2. What is the first step in getting a divorce?
If you decide to consult with the Law Offices of Lisa P. Kirby, call to schedule an appointment. Even if you are not ready to file for divorce, but you think your spouse might be, call to schedule an appointment right away to obtain information about protecting yourself and your children. The more information you have, the better prepared you are if your spouse does file for divorce.
3. Is Florida a no-fault state or do I need grounds for a divorce?
Florida, like most states, is a no-fault divorce state. This means that neither you nor your spouse is required to prove that the other is "at fault" in order to be granted a divorce. Factors such as infidelity, domestic violence, or abandonment are not necessary to receive a divorce in Florida. Rather, it is only necessary to prove that the marriage is "irretrievably broken" to have it dissolved. The testimony of either you or your spouse that the marriage is "irretrievably broken" is sufficient evidence for the court to rule that the marriage should be dissolved.

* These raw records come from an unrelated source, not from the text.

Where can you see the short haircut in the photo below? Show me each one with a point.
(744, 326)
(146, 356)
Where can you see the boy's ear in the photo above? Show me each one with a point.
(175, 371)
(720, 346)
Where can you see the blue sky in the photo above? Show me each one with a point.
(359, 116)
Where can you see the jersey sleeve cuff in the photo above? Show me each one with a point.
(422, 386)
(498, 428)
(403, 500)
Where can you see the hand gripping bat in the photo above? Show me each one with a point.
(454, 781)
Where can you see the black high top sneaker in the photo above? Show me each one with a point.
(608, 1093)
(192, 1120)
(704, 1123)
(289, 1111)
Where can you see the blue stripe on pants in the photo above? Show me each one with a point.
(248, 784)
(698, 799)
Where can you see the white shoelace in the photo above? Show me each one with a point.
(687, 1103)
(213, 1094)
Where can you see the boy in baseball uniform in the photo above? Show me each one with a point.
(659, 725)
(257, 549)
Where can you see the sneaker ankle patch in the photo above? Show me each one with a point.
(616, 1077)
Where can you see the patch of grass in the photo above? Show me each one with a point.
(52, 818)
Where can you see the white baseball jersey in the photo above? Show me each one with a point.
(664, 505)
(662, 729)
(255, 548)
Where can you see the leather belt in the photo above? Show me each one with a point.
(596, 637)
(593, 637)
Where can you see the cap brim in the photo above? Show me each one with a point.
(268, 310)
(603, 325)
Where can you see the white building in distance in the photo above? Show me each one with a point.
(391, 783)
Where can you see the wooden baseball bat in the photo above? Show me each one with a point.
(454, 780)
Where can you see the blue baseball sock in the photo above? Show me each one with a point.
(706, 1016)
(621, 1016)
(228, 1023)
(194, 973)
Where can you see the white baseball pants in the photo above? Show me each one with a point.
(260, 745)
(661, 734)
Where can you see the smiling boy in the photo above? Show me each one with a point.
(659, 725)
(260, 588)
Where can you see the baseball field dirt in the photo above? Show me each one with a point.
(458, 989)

The judge will not ask for information regarding the nature of the problems that led to the divorce or whether any type of reconciliation efforts were made.
4. How long will it take to get my divorce?
The more you and your spouse are in agreement, the faster your divorce will conclude. If all issues, such as parenting plans/time-sharing, support, property, and debts are completely settled between you and your spouse, a final hearing can be held after the twenty-one-day waiting period.
If your case proceeds to trial, the process can take up to a year or longer for your divorce to be final.